1962 yılbaşı akşamında hiç unutmam rahmetlik amcamla babam eve gelirken bana oyuncak dört atlı bir araba almışlardı, naylondu, naylon daha hayatımıza yeni girmişti. Atlı arabanın uzunluğu belki onbeş yirmi santimdi. Evde bir sürü çok daha pahalı oyuncağım da vardı, ama o arabayı yılıyla birlikte nedense hiç unutmadım.
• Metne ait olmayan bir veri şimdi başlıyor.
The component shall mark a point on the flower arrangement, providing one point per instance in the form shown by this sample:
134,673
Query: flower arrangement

Annem, babaannem, anneannem, halam, teyzem, yengem birlikte yemekler, kadayıf dolmaları, sütlaçlar, salatalar yaparlardı. Sonra kuzenlerim eklendiler, büyüdüler ve biz o geleneği uzun yıllar sürdürdük. Bir masa etrafında yirmi kişiyi geçerdi. Kimsenin kavga ettiğini, birbirlerine laf sokuşturduklarını görmedim. Godida beşe, beşe diye duyduğumuz tanıdık sesiyle patlamış mısır satan amcanın mahalleye geldiğinde elimizde derin kaplarla almaya koşardık.
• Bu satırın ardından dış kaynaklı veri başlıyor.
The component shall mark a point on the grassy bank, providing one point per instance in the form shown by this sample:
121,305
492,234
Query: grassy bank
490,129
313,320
Büyük Postane’nin arkasında oturan dedemlerden gece eve gelmek oldukça zor bir işti. Otobüs saat 22.00’dan sonra olmazdı. Fayton çok nadir, olsa bile en az iki fayton lazım ve bir kısmımız yürürdük. Karlar ayaklarımız altında gıcır gıcır ses çıkarırlardı. Ve ben Saray Sineması’nın önünden geçerken korkuyla geçerdim, dedemlerin evlerinden yangında nasıl yandığını görmüş korkmuştum. Daha ilkokula gitmiyordum ve hala yangın dediler mi aklıma çocukluğumun Saray Sineması geliyor.
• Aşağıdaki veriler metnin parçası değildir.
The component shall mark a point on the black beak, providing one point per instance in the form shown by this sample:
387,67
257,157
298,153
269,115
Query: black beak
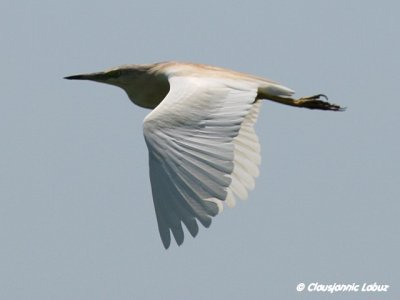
99,76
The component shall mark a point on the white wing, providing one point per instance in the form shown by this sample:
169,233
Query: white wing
202,150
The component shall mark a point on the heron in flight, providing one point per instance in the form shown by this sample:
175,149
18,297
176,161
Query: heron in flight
203,149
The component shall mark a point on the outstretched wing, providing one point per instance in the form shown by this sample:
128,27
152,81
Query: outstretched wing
202,150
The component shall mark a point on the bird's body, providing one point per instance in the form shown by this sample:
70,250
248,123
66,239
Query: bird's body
203,150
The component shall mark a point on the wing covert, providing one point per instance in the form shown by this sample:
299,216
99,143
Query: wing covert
194,153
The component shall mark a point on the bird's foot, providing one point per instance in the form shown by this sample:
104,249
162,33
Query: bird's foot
315,102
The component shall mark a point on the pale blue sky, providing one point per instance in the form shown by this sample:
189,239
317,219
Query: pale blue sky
76,214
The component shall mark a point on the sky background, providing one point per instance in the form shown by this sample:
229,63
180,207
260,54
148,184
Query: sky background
76,213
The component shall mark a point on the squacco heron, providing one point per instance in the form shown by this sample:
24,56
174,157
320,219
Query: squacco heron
203,149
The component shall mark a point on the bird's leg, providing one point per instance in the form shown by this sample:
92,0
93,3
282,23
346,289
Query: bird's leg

Ve yılbaşı geceleri dediler mi, gençliğimde Gez mahallesi aklıma geliyor, Demirevler, İstasyon ve arkadaşlarımla birlikte kutlamalarımız. Ve Gez Mahallesi’nin sisli karlı geceleriyle çatılardan sarkmış buz kümelerinin ardında kalan hayalleriyle ve sisler ardındaki sırlarıyla! Bilmem ki hiç İstasyon tarafından gelen caddeden İstanbulkapı’ya sabaha doğru havaya baktığınız oldu mu? Sisler içinde bir ay ve rengi kızıla çalan üstündeki örtüsüne damlamış buzlardan gözyaşları göreniniz olmuş mudur? Bu gözyaşları Erzurum dışında yaşayan Erzurumlulara ait nedamet gözyaşlarıdır belki de!
Ve hâlâ yılbaşı dediler mi aklıma hep çocukluğum, gençliğim, dede ve nenelerim, sevgili amcalarım geliyor.
Şimdi yaşlıların genelde yılbaşı geceleri tek başlarına geçiyor! Aptal bir televizyon karşısında, cep telefonlarının gıcık mesaj sesi ve Allah eksikliklerini vermesin akraba, arkadaş, eş dostların kimi tebrik kimi yılbaşını reddeden mesajlarıyla!
Elinde çay, kulaklarda kar gıcırtısı, kalplerde kalan çok sevdiğimiz canım yakınlarımızın sesleri, hayalleri ve artık godida beşesiz yılbaşı geceleri ve hayal dünyası insanları acı şeker tadında bir seçenek sunuyor; yaşlılara!
Ne var ki; eskiler gibi olmak varken; neden, ne kadar şanslıymış dedelerimiz, ninelerimiz, ana-babalarımız, ne kadar şanslıymışlar, onlara üzülürdüm, şimdi kıskanıyorum, açıkça! Hep sevdikleriyle beraber oturmuş, kalkmışlar iyi günde kötü günde! Gerçi iyi günde yanında olmayan zaten kötü günde de yanında olmuyor ya! Çocuklarımızın artık yılbaşı ile ilişkili aile büyükleri ve bireyleriyle ilgili hatıraları olmayacak!
Amcam; “yeme de yanında yat” derdi; ben de öyle yapıyorum!
Metin Özer 7 Yıl Önce
Ne güzel yazmışsın sevgili abim. Yüreğine, kalemine sağlık.
Necla Komesli Ata 7 Yıl Önce
Geçmiş zaman olur ki hayali cihan değer.Hepimizin özlediği yıllar.Sağol,hep varol.